University of Sheffield launches a new MSc in Biomedical Imaging and Sensing

London: The University of Sheffield , UK has recently launched a new MSc in Biomedical Imaging and Sensing .

This exciting new, two year MSc programme is concerned with a wide range of biomedical imaging and sensing science and technology. Biomedical Imaging and Sensing is, in a broad sense, a set of competencies from engineering and sciences to support future quantitative biology and personalised medicine. It will provide students with theoretical and practical knowledge to develop methods and systems for disease understanding, diagnosis, prognosis and therapeutics where imaging and sensing play a key role.

The programme will cover:
the physics and physiology associated to data acquisition from biological tissue samples and human patients via a wide range of sensing/imaging modalities;
information processing methods to extract relevant signal and imaging features, which are relevant to biologists and clinicians;
aspects related to big data and predictive analytics, that is, extracting and analysing signals and images and developing machine learning methods from very large scale databases to support stratified medicine and systems biology.
The course is focused on the methods and systems and, hence, the foundations on engineering and science.

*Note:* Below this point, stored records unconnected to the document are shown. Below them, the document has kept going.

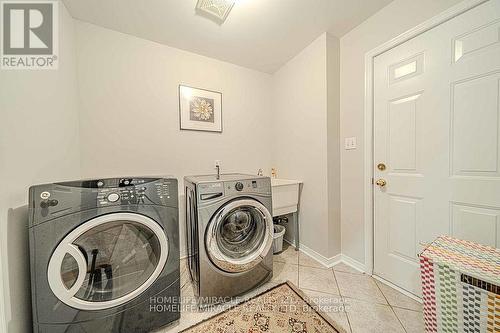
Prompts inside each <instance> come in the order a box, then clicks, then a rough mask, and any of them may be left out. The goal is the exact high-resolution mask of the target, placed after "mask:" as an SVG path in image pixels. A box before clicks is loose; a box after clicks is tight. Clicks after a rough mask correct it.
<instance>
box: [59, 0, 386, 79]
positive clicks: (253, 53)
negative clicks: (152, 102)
mask: <svg viewBox="0 0 500 333" xmlns="http://www.w3.org/2000/svg"><path fill="white" fill-rule="evenodd" d="M63 1H64V3H65V5H66V7H67V8H68V10H69V12H70V13H71V15H72V16H73V17H74V18H76V19H79V20H82V21H86V22H90V23H94V24H96V25H100V26H103V27H106V28H110V29H113V30H117V31H120V32H124V33H128V34H131V35H134V36H137V37H141V38H145V39H149V40H152V41H156V42H159V43H162V44H166V45H169V46H173V47H176V48H179V49H183V50H187V51H191V52H194V53H198V54H202V55H205V56H208V57H212V58H216V59H220V60H224V61H228V62H231V63H234V64H237V65H241V66H245V67H249V68H253V69H256V70H259V71H262V72H267V73H273V72H275V71H276V70H277V69H279V68H280V67H281V66H282V65H283V64H285V63H286V62H287V61H288V60H289V59H291V58H293V56H294V55H296V54H297V53H299V52H300V51H301V50H302V49H304V48H305V47H306V46H307V45H309V43H311V42H312V41H313V40H314V39H315V38H316V37H318V36H319V35H320V34H321V33H323V32H325V31H328V32H330V33H331V34H333V35H335V36H337V37H340V36H342V35H344V34H345V33H347V32H348V31H349V30H351V29H352V28H354V27H355V26H357V25H358V24H360V23H361V22H363V21H364V20H365V19H366V18H368V17H369V16H371V15H372V14H374V13H375V12H376V11H378V10H379V9H381V8H382V7H384V6H385V5H387V4H388V3H390V2H391V1H392V0H237V1H236V4H235V6H234V7H233V9H232V11H231V13H230V14H229V17H228V18H227V20H226V22H225V23H224V24H223V25H218V24H216V23H214V22H212V21H210V20H208V19H207V18H205V17H201V16H198V15H196V14H195V5H196V0H141V1H138V0H63Z"/></svg>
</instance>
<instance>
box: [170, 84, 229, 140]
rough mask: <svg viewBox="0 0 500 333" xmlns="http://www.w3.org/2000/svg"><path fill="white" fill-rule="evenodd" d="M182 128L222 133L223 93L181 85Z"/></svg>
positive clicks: (200, 88) (179, 98) (180, 108)
mask: <svg viewBox="0 0 500 333" xmlns="http://www.w3.org/2000/svg"><path fill="white" fill-rule="evenodd" d="M179 123H180V129H181V130H188V131H202V132H215V133H222V93H221V92H218V91H213V90H208V89H202V88H195V87H190V86H186V85H183V84H180V85H179Z"/></svg>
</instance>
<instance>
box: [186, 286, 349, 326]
mask: <svg viewBox="0 0 500 333" xmlns="http://www.w3.org/2000/svg"><path fill="white" fill-rule="evenodd" d="M306 299H307V297H306V296H304V294H303V293H302V292H301V291H300V290H299V289H298V288H297V287H295V286H294V285H293V284H292V283H290V282H286V283H283V284H280V285H278V286H276V287H274V288H272V289H270V290H268V291H265V292H263V293H262V294H260V295H257V296H255V297H253V298H251V299H249V300H247V301H245V302H243V303H240V304H238V305H236V306H234V307H233V308H230V309H228V310H226V311H224V312H222V313H220V314H218V315H215V316H213V317H212V318H209V319H207V320H205V321H202V322H200V323H198V324H196V325H194V326H192V327H190V328H187V329H186V330H184V331H182V332H183V333H206V332H216V333H257V332H259V333H260V332H270V333H285V332H286V333H290V332H292V333H310V332H314V333H320V332H321V333H343V332H344V331H343V330H342V329H340V328H338V327H339V326H338V325H337V324H336V323H335V322H333V321H332V320H331V319H329V318H328V317H327V316H326V315H325V314H323V313H322V312H321V311H317V310H316V309H315V308H317V307H316V306H315V305H314V304H309V303H308V302H307V301H306Z"/></svg>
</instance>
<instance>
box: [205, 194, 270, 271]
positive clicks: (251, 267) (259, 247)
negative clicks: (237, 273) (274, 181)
mask: <svg viewBox="0 0 500 333" xmlns="http://www.w3.org/2000/svg"><path fill="white" fill-rule="evenodd" d="M205 242H206V244H205V245H206V248H207V253H208V256H209V257H210V260H211V261H212V262H213V263H214V264H215V265H216V266H217V267H219V268H220V269H222V270H223V271H226V272H229V273H239V272H244V271H248V270H250V269H252V268H253V267H255V266H256V265H258V264H259V263H260V262H261V261H262V260H263V259H264V257H265V256H266V255H267V253H268V252H269V250H270V248H271V246H272V243H273V218H272V216H271V214H270V213H269V211H268V210H267V208H266V207H265V206H264V205H262V204H261V203H260V202H258V201H256V200H252V199H239V200H235V201H231V202H229V203H228V204H226V205H225V206H223V207H222V208H221V209H219V210H218V211H217V212H216V213H215V215H214V216H213V217H212V219H211V220H210V222H209V225H208V228H207V233H206V238H205Z"/></svg>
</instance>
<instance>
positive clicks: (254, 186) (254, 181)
mask: <svg viewBox="0 0 500 333" xmlns="http://www.w3.org/2000/svg"><path fill="white" fill-rule="evenodd" d="M224 190H225V194H226V195H231V194H241V193H260V194H270V193H271V181H270V180H269V178H257V179H247V180H239V181H231V182H224Z"/></svg>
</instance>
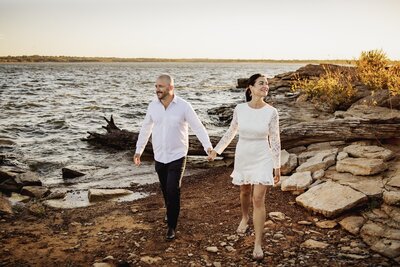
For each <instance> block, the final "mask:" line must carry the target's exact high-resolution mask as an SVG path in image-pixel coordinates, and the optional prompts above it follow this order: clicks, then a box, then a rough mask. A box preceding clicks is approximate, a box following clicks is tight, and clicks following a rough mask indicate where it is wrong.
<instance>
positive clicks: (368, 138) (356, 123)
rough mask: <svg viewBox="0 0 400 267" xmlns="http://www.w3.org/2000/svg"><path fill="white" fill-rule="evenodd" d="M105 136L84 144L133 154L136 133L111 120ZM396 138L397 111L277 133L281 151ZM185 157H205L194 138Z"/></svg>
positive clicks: (292, 126)
mask: <svg viewBox="0 0 400 267" xmlns="http://www.w3.org/2000/svg"><path fill="white" fill-rule="evenodd" d="M104 119H105V120H106V121H107V126H103V128H104V129H106V131H107V132H106V133H105V134H99V133H94V132H88V133H89V136H88V137H87V138H85V139H83V140H84V141H88V142H90V143H92V144H100V145H103V146H107V147H113V148H116V149H121V150H127V149H129V150H134V149H135V144H136V141H137V138H138V133H136V132H129V131H126V130H121V129H120V128H118V127H117V126H116V125H115V123H114V119H113V117H112V116H111V119H110V120H107V119H106V118H104ZM399 137H400V114H399V111H393V112H392V113H389V114H388V113H385V114H383V113H382V112H379V111H376V112H371V110H370V109H365V108H364V109H358V110H357V109H356V110H355V111H353V112H352V113H350V112H344V113H343V114H339V115H338V116H337V118H335V119H332V120H328V121H312V122H302V123H297V124H294V125H291V126H288V127H285V128H283V129H281V143H282V149H289V148H293V147H296V146H301V145H309V144H312V143H319V142H328V141H352V140H361V139H371V140H383V139H391V138H399ZM220 138H221V137H220V136H210V140H211V143H212V144H213V145H214V146H215V145H216V144H217V143H218V141H219V139H220ZM236 143H237V137H236V138H235V139H234V140H233V141H232V142H231V144H230V145H229V146H228V147H227V148H226V149H225V151H224V153H223V154H222V156H223V157H228V158H230V157H233V156H234V153H235V147H236ZM145 153H148V154H152V147H151V142H150V141H149V143H148V144H147V146H146V149H145ZM188 154H189V155H205V152H204V150H203V147H202V145H201V143H200V142H199V140H198V139H197V137H196V136H194V135H190V136H189V152H188Z"/></svg>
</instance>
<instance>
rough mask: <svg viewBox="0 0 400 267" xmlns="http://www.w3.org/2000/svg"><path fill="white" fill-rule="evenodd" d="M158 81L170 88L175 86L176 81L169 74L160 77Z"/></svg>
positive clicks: (157, 79) (162, 75)
mask: <svg viewBox="0 0 400 267" xmlns="http://www.w3.org/2000/svg"><path fill="white" fill-rule="evenodd" d="M157 80H161V81H163V82H164V83H165V84H168V85H170V86H174V79H173V78H172V77H171V76H170V75H168V74H161V75H160V76H158V78H157Z"/></svg>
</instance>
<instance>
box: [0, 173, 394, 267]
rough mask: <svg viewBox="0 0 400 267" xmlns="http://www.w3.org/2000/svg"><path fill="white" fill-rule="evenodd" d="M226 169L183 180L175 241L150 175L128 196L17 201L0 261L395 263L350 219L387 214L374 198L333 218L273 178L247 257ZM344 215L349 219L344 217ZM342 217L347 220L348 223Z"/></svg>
mask: <svg viewBox="0 0 400 267" xmlns="http://www.w3.org/2000/svg"><path fill="white" fill-rule="evenodd" d="M231 170H232V169H231V168H226V167H225V168H219V169H218V170H216V169H214V170H207V171H204V172H203V173H201V174H198V175H193V176H189V177H186V178H185V179H184V181H183V188H182V212H181V216H180V222H179V227H178V232H177V239H176V240H175V241H173V242H167V241H165V239H164V234H165V228H166V225H165V223H164V222H163V218H164V214H165V209H164V208H163V202H162V196H161V194H160V191H159V189H158V185H157V184H155V185H148V186H145V187H140V188H136V190H143V191H148V192H151V195H150V196H149V197H147V198H143V199H139V200H136V201H133V202H123V203H115V202H99V203H98V204H96V205H94V206H90V207H85V208H77V209H67V210H58V209H53V208H49V207H46V206H44V205H43V204H42V203H41V202H39V201H36V202H30V203H27V204H26V205H25V206H24V207H21V206H17V207H14V208H13V211H14V212H13V214H12V215H11V214H8V215H5V214H3V215H2V217H1V220H0V229H1V231H0V238H1V242H0V247H1V249H0V258H1V265H2V266H54V265H61V266H64V265H68V266H267V265H268V266H299V265H301V266H354V265H357V266H394V265H396V264H397V263H396V262H395V261H394V260H393V259H391V258H390V257H387V256H384V255H382V254H380V253H377V252H376V251H375V250H373V249H371V247H370V245H369V244H368V243H366V242H365V241H364V240H363V237H362V236H360V235H358V234H357V231H356V230H355V229H357V227H351V226H352V225H354V223H353V220H351V218H353V217H354V216H356V218H359V217H360V215H359V214H360V213H359V212H361V213H363V214H371V215H372V214H375V218H376V219H377V216H376V214H381V215H382V214H386V213H383V211H380V212H379V213H378V212H377V210H376V209H374V208H373V207H371V206H369V207H368V206H365V207H363V208H361V209H353V210H352V211H350V212H347V213H346V215H342V216H339V217H337V218H335V219H327V218H325V217H324V216H323V215H321V214H319V213H313V212H310V211H308V210H307V209H305V208H303V207H301V206H300V205H298V204H297V203H296V202H299V201H298V200H296V196H295V195H294V194H291V193H288V192H284V191H282V190H281V188H280V187H275V188H270V190H269V191H268V193H267V199H266V203H267V222H266V224H265V235H264V250H265V253H266V257H265V259H264V261H263V262H261V263H257V262H253V261H252V260H251V251H252V245H253V240H254V236H253V229H252V228H251V229H250V231H249V232H248V233H246V234H245V235H237V234H235V229H236V227H237V223H238V222H239V220H240V204H239V191H238V188H237V187H236V186H233V185H232V184H231V179H230V177H229V174H230V172H231ZM325 184H326V183H325ZM282 185H283V184H282ZM310 190H311V189H310ZM310 190H309V191H310ZM309 191H307V192H309ZM300 196H301V195H300ZM349 218H350V219H349ZM362 218H363V217H362ZM346 220H351V222H350V223H347V224H346V223H345V222H346ZM355 221H357V220H355ZM364 221H367V220H366V219H364ZM372 223H373V222H372V221H371V222H369V223H366V224H364V226H363V227H361V228H364V230H361V231H362V232H365V233H366V234H368V233H369V232H368V231H370V230H371V228H373V227H372ZM340 225H346V226H345V228H346V229H348V230H345V228H343V227H342V226H340ZM358 227H360V225H358ZM349 231H351V232H353V233H351V232H349ZM381 233H383V232H381ZM384 234H388V232H386V233H384ZM384 240H386V239H384Z"/></svg>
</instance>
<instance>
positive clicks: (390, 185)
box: [387, 169, 400, 188]
mask: <svg viewBox="0 0 400 267" xmlns="http://www.w3.org/2000/svg"><path fill="white" fill-rule="evenodd" d="M387 185H390V186H393V187H399V188H400V169H398V170H397V171H396V173H395V174H394V175H393V176H392V177H390V179H389V181H388V183H387Z"/></svg>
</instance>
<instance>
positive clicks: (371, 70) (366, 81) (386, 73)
mask: <svg viewBox="0 0 400 267" xmlns="http://www.w3.org/2000/svg"><path fill="white" fill-rule="evenodd" d="M388 65H389V59H388V58H387V56H386V54H385V53H384V52H383V51H382V50H371V51H363V52H361V56H360V58H359V59H358V60H357V61H356V66H357V73H358V76H359V77H360V80H361V81H362V82H363V83H364V84H365V85H368V86H369V87H370V88H371V89H372V90H377V89H386V88H387V83H388V71H387V67H388Z"/></svg>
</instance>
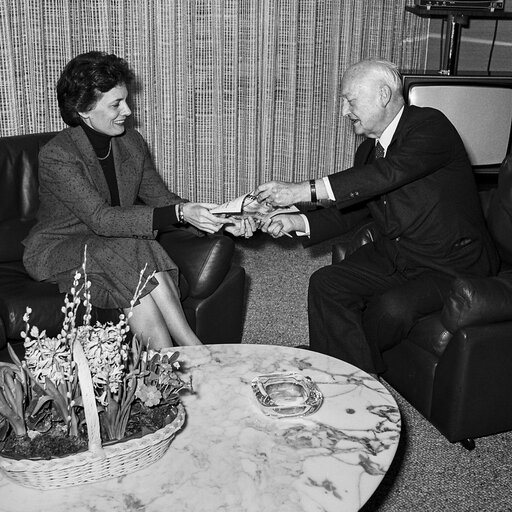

However, through an interdisciplinary seminar series and final project, students will be exposed to the unmet clinical needs in biology and medicine and will be introduced in interdisciplinary research.

Major research project
Opportunities may exist for dissertation studies to be carried out in collaboration with other university research centres or with industrial organisations. Examples of research projects include:
Non-rigid image registration for computing cardiac motion from cine MRI
Extraction of vascular networks from digital subtraction angiography
Three-dimensional reconstruction of coronary trees from rotational angiography data
Detection and tracking of cells from time lapse microscopy images
Computing brain tissue tractography from diffusion MR imaging
Robust segmentation of medical images using statistical shape models
Computing atlases of the development bone and assessment of bone maturity
Autonomous pattern recognition and classification for biomedical imaging with possible applications to cancer, lung tomography (EIT, CT, MR etc.)

Eligibility – This course is designed for students with a 2:1 honours degree in an Engineering related subject, or from backgrounds including Physics, Mathematics and Computer Science or an equivalent international degree qualification (at above 60% pass rate) or or an approved professional qualification. Students must have an overall IELTS grade of 6.5 with a minimum of 6.0 in each component, or equivalent.